I hate SERPA holsters. I think they’re difficult to use properly and without the proper training they increase the likelihood of putting holes where holes shouldn’t be. [ED: SERPA redesigned their release button after RF pointed out its specific design defect.] But there’s a problem: they’re convenient, and they work. They provide effective retention of the handgun, yet the mechanism is dead simple to disengage even under stress. Finding something that provides the same retention and ease of use with a different mechanism is rare, but they exist. HT Holsers took a stab at that problem, and their solution is the Speed Draw concealed carry holster . . .
The trick to making a good SERPA alternative is designing a mechanism that releases the firearm when you do something you would normally do during your draw stroke anyway. The SERPA works when you index your finger along the side of the holster. Safariland’s ALS holster releases when you drag your thumb along the inside of the holster. Both are things you’d normally do anyway. They only require a little extra pressure to activate. For HT Holsters, they’ve gone in a different direction.
Some holsters release when the gun is shifted in the holster itself (N82), but HT has gone a step further. In their design, the gun stays static but there’s a little paddle along the side that needs to be moved forwards. In theory this should be automatic, as it’s positioned such that you’d need to move it anyway to get a proper grip on the gun. In practice, it’s not exactly that smooth.
Out on the range, the holster works. It keeps my GLOCK 19 snug and secure, no matter how many jumping jacks I do. The holster also carries the gun in a very comfortable position, solidly strapped to my belt and with a great mounting system that allows the holster to be canted to whatever degree the end user wants. The holster itself feels solid and well built, using the usual polymer compounds its a slick finish that doesn’t scratch your gun and isn’t abrasive. And as an added bonus, it keeps the gun very snug against your side for easy concealment.

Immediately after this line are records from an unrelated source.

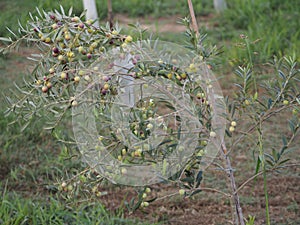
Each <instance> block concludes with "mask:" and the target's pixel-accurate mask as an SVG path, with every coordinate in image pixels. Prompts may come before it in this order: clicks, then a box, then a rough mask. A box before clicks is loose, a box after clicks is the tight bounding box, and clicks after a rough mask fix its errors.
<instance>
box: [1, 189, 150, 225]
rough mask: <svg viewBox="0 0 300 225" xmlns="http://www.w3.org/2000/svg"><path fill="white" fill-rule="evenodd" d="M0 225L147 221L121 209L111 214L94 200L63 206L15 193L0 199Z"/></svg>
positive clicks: (47, 200)
mask: <svg viewBox="0 0 300 225" xmlns="http://www.w3.org/2000/svg"><path fill="white" fill-rule="evenodd" d="M0 224H3V225H17V224H32V225H38V224H58V225H59V224H82V225H84V224H86V225H90V224H99V225H100V224H102V225H113V224H120V225H121V224H123V225H124V224H144V225H146V224H149V223H141V222H139V221H137V220H133V219H124V216H123V215H122V212H120V213H119V214H118V215H111V214H110V213H109V212H108V211H107V210H106V209H105V208H104V207H103V206H102V205H101V204H99V203H98V202H89V203H88V204H81V205H79V206H78V205H66V204H64V203H63V202H61V201H57V200H56V199H54V198H51V197H50V198H47V199H40V200H37V201H36V200H32V199H25V198H23V197H20V196H19V195H16V194H9V195H8V194H7V195H4V196H3V199H2V201H1V202H0Z"/></svg>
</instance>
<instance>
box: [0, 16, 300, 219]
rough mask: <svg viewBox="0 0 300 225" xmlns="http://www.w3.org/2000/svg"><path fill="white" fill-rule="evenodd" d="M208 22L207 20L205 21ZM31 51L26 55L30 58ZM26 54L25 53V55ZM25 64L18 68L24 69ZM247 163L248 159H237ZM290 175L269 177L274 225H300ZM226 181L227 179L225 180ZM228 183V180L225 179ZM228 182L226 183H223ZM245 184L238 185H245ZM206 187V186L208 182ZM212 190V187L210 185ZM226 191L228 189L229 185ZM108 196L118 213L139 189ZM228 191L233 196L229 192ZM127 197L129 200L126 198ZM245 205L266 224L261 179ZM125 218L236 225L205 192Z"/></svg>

Which is all good.
Drawing the holster isn’t quite as easy as I’d like, though. Disabling the retention mechanism requires a good deal of forward pressure, more than normally present in my usual draw stroke. I found that using this holster versus the Safariland ALS increased my draw time (buzzer to first round fired) by a good couple tenths of a second simply due to the need to push forward harder than normal. “Speed holster” indeed.
That said, it works. It keeps the gun retained while allowing a relatively quick draw. With some practice, you could get very good at getting your gun out in a hurry. I like the slim form factor, the ability to customize the cant of the holster, and the general look and feel. But while it works, it isn’t my ideal retention system. I love that there are more and more options on the market, but this isn’t my particular slice of cake. Then again, cake in general is off the menu these days.
Specifications: HT Speed Draw Holster
Ratings (out of five stars):
Comfort: * * * * *
Easy to wear, and no sharp edges.
Concealment: * * * * *
Even a chunky GLOCK 19 disappears under my shirt with this holster. I like that.
Ease of “Installation:” * * * *
You need to thread it through your belt, but I like that. It feels more solid and secure. But you need to remove your belt to put it on and take it off, which might open you up for cat-calling and having singles thrown at you.
Overall: * * *
I love that it adds more options to the market, and provides a new method of retention. It works, it’s made of quality material, and it’s well priced given the market. But like I said, it’s not my cup of tea.